PITTSBURGH—A small, wheeled robot designed and built at Carnegie Mellon University powered the school's robot soccer team, CMDragons'06, to victory Sunday in the small robot league at the RoboCup 2006 World Championship in Bremen, Germany.
The team's five robots, cube-shaped machines with 7-inch sides, outscored opponents by a combined 53-3 margin in the six games played at the international competition. The small robot league is one of six leagues that compete in the games.
Team advisor Manuela Veloso said the superior speed of the new robots built by research engineer Michael Licitra gave the CMDragons a big advantage over other teams.
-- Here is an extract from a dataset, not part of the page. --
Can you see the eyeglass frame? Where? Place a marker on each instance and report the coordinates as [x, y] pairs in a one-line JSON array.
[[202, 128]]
"These great robots, combined with accurate path and control software algorithms for attacking and defending by graduate students James Bruce and Stefan Zickler, produced an exceptional robot team," said Veloso, the Herbert A. Simon Professor of Computer Science.
Carnegie Mellon won the small robot league championship in 1997 and 1998, and its teams have always been competitive. It has been the long-term goal of Bruce, the team leader, to once again bring home the championship, Veloso noted.
"Jim has been determined to win this league since 2001," she said. "The combination of Jim's determination and Mike's amazing engineering capabilities created a unique and remarkable team this year."
Carnegie Mellon also demonstrated two small humanoid robots, named Ami and Sango, which provided commentary during some of the RoboCup matches last week. The bipedal robots were developed by Sony Corp., but were programmed by Veloso and her students to make comments on the movement of the soccer ball, explain fouls and rules, and announce goals. They also entertained the crowds by dancing at halftimes. The commentator robot team, CMCast, included computer science graduate students Sonia Chernova, Colin McMillen, Douglas Vail and Elisabeth Crawford, and Robotics Institute graduate students Nick Armstrong-Crews and Maayan Roth.
A third team, CMAssist'06, participated in a new RoboCup event called RoboCup@Home, in which robots work with people to perform household chores. The team came in second in the exhibition. Systems scientist Paul Rybski headed the team, which included Robotics Institute graduate students Jeremy Stolarz and Kevin Yoon and computer science undergraduate Alex Grubb.
RoboCup is an international project to promote artificial intelligence, robotics and related fields through robot soccer competitions, with the ultimate goal of developing humanoid robots capable of defeating the human world champions by 2050. Veloso is vice president of the RoboCup Federation. Next year's world championship is in Atlanta.